There's lots of ways to get more links. All the good ones involve work, but stick at it and it can be done:

  • Request a listing at dmoz.org

  • Search Yahoo or Google for "keywords add url" or "my industry submit site" to find related directories

  • Look for related businesses that you aren't in direct competition with, call or email them personally and ask about swapping links. If you're a hotel, do this with local restaurants and museums. If you're a bank, swap links with realtors and auto dealers.

  • Write articles (with embedded links) and send them out as press releases. Some will show them on their site.

  • Ask all your friends. All of them.

  • Sometimes forums (not this one) or blogs let you add a signature with your link. Participate meaningfully and this is tolerated. These may not be the best links, but they can help, especially as you control the link text.

  • Become an active regular participant in a forum on your subject. Reply to posts, be seen as an expert on the subject. You'll make friends amongst the other participants who will then be interested in helping you and linking to you.

  • Learn to use the forum's codes so you can put deep links to your interior pages that answer detailed questions. Use good keyworded link text. Should look like the next bullet:

  • Use Yahoo's site explorer to research who your competition has links from, call them up and ask if you can swap links too.

  • When you're bored working on your site, browse the web looking over what the competition has done. Look for chances to get links from them, or follow where they're linking to, many of which pages will be good places to ask for links.

  • Be patient. This takes a while. Be tolerant, many people will be agreeable but not get around to it. Remind politely after a while, but if they still don't get to it, forget them and keep going. I've seen friends get all wound up because someone has too much of a life to get around to updating their website. Just find new sites to ask.

  • Try to get the attention of local media. Getting picked up by a newspaper, even an "alternative" one can get you some very valuable links. Get interviewed, tell a colorful story.

  • Offer to write articles for other sites that could use them. Embed good links within them. Associations and other authorities often desperately need good material and have great rank with search engines. You could be their best friend, and vice versa.

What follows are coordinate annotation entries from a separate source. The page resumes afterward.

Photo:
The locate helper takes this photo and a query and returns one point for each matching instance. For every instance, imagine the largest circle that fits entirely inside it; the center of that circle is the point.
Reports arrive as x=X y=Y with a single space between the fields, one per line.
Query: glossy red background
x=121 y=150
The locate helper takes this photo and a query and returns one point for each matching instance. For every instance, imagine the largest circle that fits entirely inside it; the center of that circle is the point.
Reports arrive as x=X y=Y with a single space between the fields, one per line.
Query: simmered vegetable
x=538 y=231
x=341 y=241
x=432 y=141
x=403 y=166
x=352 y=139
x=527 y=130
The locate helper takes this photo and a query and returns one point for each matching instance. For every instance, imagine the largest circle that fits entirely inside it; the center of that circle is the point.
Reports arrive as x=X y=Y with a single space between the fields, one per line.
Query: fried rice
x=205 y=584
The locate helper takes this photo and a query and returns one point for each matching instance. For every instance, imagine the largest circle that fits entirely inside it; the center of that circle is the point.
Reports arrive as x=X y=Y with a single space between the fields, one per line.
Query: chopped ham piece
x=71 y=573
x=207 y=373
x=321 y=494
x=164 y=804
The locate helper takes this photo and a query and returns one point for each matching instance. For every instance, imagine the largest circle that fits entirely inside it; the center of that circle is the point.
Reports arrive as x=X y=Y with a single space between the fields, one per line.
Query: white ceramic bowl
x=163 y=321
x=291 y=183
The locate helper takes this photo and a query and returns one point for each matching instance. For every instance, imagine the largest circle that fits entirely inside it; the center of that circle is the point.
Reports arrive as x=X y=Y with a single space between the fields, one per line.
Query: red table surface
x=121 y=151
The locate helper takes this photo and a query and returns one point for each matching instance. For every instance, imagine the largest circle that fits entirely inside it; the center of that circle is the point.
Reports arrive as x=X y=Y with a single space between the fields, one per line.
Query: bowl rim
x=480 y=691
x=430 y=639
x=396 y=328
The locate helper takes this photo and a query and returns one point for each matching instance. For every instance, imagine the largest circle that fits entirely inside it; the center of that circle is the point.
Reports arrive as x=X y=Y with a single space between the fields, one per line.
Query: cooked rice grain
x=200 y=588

  • Be a pal. Offer to create basic websites for a few friends. Now that they love you, they won't mind a link or two back to such a nice guy (or gal).

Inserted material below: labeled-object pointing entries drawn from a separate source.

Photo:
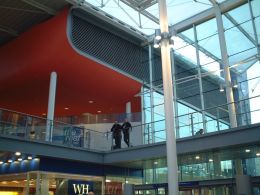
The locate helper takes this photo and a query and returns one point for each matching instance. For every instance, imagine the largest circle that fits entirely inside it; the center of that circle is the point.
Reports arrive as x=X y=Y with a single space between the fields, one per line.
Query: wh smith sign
x=78 y=187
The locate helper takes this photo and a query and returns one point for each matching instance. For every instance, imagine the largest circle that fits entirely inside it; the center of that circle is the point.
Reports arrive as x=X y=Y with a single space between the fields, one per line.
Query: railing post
x=51 y=107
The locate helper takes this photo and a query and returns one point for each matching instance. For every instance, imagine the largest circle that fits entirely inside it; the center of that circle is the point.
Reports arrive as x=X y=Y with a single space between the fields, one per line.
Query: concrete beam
x=40 y=148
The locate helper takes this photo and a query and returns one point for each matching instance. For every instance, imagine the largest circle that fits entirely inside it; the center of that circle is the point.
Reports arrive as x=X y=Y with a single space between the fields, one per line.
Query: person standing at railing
x=116 y=133
x=126 y=131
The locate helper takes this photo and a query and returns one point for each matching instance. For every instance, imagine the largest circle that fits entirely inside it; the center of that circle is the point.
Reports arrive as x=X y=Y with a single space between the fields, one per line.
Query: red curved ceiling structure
x=27 y=62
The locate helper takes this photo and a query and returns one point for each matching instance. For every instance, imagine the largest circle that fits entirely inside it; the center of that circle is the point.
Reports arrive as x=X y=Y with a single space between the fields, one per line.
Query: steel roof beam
x=206 y=15
x=240 y=28
x=41 y=7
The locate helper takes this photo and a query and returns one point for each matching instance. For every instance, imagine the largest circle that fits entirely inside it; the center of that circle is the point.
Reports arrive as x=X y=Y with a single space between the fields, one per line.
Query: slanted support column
x=151 y=93
x=51 y=107
x=225 y=63
x=168 y=102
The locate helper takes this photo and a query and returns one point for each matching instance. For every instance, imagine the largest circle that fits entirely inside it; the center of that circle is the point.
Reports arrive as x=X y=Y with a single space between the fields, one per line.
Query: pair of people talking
x=117 y=135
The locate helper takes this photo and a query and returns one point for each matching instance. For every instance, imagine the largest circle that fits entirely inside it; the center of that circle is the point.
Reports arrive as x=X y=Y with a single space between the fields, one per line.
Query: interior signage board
x=79 y=187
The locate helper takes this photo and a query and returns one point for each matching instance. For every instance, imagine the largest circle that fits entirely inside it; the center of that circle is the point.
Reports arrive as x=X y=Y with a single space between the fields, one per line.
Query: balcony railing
x=85 y=136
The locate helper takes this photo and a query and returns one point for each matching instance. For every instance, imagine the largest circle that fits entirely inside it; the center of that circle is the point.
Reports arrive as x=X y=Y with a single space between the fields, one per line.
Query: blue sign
x=79 y=187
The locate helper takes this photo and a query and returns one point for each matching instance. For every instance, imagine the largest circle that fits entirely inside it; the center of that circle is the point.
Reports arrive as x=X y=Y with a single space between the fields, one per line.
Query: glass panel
x=176 y=9
x=207 y=29
x=241 y=14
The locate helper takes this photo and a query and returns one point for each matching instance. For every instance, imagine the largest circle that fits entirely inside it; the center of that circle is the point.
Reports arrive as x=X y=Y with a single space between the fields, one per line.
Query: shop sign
x=114 y=188
x=78 y=187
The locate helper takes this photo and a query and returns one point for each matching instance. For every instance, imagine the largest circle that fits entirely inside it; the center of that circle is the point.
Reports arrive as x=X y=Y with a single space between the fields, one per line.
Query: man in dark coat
x=126 y=131
x=116 y=133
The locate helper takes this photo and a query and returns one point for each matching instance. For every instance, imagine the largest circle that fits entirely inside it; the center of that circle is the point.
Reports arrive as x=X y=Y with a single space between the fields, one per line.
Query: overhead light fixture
x=156 y=43
x=235 y=84
x=158 y=36
x=221 y=88
x=171 y=43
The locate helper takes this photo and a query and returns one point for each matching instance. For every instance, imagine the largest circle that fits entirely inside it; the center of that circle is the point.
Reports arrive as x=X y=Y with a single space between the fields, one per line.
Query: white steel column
x=175 y=103
x=151 y=93
x=225 y=62
x=128 y=108
x=168 y=102
x=200 y=80
x=51 y=107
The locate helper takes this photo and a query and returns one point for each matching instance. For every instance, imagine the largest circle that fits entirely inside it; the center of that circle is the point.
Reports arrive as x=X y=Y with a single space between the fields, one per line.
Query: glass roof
x=143 y=15
x=146 y=18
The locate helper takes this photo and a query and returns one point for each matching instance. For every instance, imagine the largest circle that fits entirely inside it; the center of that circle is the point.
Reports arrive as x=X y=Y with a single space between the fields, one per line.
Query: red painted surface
x=27 y=62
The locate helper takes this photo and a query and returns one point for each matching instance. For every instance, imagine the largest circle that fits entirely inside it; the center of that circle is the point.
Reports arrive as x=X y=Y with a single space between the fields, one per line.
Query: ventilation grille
x=109 y=48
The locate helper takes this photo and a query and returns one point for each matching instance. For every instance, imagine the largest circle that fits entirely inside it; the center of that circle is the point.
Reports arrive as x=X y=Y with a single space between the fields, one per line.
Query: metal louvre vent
x=108 y=48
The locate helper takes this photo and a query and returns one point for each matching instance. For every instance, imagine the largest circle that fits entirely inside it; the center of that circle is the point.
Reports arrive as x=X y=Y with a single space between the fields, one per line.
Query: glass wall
x=222 y=164
x=199 y=86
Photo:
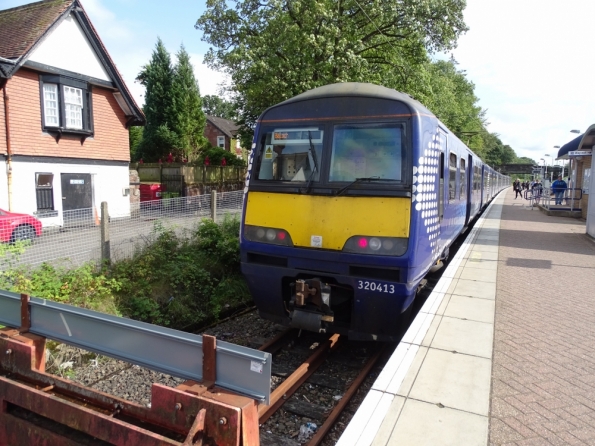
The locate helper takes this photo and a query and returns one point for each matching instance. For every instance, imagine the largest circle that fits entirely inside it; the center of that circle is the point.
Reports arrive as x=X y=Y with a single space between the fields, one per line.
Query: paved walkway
x=503 y=350
x=543 y=374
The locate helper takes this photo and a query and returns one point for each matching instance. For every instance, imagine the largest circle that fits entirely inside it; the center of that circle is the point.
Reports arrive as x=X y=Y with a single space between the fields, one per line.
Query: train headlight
x=267 y=235
x=375 y=244
x=382 y=246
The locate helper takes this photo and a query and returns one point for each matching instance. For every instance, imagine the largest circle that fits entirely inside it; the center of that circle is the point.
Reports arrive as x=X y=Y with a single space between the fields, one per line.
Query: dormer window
x=66 y=105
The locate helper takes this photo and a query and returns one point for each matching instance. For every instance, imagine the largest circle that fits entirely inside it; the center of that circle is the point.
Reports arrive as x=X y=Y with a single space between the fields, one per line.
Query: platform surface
x=503 y=350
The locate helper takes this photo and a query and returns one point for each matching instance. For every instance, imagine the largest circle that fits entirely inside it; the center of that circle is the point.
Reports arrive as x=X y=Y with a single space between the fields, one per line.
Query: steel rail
x=338 y=409
x=239 y=369
x=296 y=379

  • Get to know some bloggers. They're becoming a major linking force. Tell them a colorful story so they can write something good about you.

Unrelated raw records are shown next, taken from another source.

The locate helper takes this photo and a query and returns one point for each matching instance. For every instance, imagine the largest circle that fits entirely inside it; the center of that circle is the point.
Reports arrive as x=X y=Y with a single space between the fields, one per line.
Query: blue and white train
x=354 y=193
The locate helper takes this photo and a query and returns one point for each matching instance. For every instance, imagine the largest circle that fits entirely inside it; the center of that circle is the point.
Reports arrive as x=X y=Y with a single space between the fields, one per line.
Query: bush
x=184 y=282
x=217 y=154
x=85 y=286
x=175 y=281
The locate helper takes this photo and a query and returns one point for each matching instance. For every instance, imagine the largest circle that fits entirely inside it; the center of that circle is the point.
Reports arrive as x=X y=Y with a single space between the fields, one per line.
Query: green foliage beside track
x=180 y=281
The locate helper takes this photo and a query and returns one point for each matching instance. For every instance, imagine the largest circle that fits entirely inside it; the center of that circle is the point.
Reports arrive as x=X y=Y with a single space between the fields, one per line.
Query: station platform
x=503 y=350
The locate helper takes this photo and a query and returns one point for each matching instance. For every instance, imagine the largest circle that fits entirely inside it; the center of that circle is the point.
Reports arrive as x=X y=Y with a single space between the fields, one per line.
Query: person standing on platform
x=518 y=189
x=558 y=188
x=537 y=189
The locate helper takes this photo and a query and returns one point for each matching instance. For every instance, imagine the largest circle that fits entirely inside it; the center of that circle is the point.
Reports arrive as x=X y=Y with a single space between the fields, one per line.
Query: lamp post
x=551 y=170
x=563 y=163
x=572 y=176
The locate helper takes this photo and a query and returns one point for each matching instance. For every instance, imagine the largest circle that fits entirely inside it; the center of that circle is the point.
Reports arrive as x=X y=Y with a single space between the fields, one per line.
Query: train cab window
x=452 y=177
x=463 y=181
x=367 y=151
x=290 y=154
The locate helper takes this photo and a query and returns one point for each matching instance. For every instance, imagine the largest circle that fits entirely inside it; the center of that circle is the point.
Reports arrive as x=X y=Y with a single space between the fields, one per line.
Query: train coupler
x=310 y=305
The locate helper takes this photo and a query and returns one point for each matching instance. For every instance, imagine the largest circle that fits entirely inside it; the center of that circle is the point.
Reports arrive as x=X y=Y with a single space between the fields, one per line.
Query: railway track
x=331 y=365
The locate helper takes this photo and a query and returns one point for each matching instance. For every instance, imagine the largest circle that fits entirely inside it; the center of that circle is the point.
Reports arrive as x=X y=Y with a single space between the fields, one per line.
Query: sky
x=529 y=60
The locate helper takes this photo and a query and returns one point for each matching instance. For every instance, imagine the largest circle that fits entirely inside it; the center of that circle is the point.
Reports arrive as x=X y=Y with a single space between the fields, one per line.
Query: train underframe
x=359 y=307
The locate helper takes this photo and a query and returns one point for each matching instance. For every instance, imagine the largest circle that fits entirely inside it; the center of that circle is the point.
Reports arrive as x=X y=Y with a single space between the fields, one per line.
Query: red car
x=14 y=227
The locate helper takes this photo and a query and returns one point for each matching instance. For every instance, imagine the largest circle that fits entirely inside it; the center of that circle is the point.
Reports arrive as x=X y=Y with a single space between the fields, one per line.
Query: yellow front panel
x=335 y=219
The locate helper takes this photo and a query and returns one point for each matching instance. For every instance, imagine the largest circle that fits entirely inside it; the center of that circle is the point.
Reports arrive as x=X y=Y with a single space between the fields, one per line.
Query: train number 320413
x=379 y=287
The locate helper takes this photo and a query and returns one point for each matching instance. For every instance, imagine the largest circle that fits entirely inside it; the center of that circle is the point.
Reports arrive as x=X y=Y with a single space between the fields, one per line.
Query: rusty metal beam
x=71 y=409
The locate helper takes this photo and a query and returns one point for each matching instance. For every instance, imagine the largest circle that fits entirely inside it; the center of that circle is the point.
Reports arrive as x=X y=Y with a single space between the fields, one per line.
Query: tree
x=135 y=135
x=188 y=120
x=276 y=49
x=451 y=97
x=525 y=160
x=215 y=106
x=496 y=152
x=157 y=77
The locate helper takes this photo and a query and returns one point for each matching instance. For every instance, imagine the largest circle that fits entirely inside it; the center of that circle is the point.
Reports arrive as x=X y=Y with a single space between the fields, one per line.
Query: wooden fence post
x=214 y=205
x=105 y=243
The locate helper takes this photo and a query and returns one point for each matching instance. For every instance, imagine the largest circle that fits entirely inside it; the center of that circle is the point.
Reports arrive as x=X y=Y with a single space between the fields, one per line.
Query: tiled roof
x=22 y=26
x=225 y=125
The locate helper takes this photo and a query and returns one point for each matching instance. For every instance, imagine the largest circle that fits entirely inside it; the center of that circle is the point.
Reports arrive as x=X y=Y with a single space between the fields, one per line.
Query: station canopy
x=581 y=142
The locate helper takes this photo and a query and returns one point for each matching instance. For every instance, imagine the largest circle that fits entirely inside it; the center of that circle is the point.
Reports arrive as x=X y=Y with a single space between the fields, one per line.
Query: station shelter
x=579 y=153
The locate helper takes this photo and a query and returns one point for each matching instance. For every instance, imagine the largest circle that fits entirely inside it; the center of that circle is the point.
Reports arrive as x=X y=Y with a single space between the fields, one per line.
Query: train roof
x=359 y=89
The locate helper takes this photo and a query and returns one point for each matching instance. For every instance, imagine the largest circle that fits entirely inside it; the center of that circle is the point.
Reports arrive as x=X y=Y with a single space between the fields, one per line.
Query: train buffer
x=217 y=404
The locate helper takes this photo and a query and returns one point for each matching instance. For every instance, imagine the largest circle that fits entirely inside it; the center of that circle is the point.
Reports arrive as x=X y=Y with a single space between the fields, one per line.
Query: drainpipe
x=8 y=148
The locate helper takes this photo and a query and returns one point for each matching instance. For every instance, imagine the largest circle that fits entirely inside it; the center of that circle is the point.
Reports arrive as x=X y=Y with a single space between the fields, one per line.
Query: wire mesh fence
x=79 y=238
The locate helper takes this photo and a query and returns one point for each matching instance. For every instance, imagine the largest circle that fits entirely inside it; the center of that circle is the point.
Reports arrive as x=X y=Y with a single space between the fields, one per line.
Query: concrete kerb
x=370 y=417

  • Create useful content on your site that others interested in the subject will want to link to on their own. You'll start to get links you don't know about until the referrals show up in your log.

  • Best of all, create link bait: a feature or function so useful to your audience that people just have to link to it. This is usually interactive. If you're into kites, a wind forecaster. Do pharmaceuticals? If they enter all their drugs, it finds any possible interactions. Baseball cards? A value projector of what cards for drafted (but not yet playing) players cards will be worth in 5 years. Who can resist checking, even if future results are not guaranteed?

  • Try being controversial. If you write why it's best to retire on $7 dollars a month for life, all the finance blogs are going to make fun of you with links to your opinion.

  • Keep trying. Keep asking. Stick at it.

    Then one day, others will be saying how it's no fair you're at the top just because you've been around a while. They won't understand it was hard work, and they won't think it's fair they don't rank at the top just because they had the clever idea of creating a new site.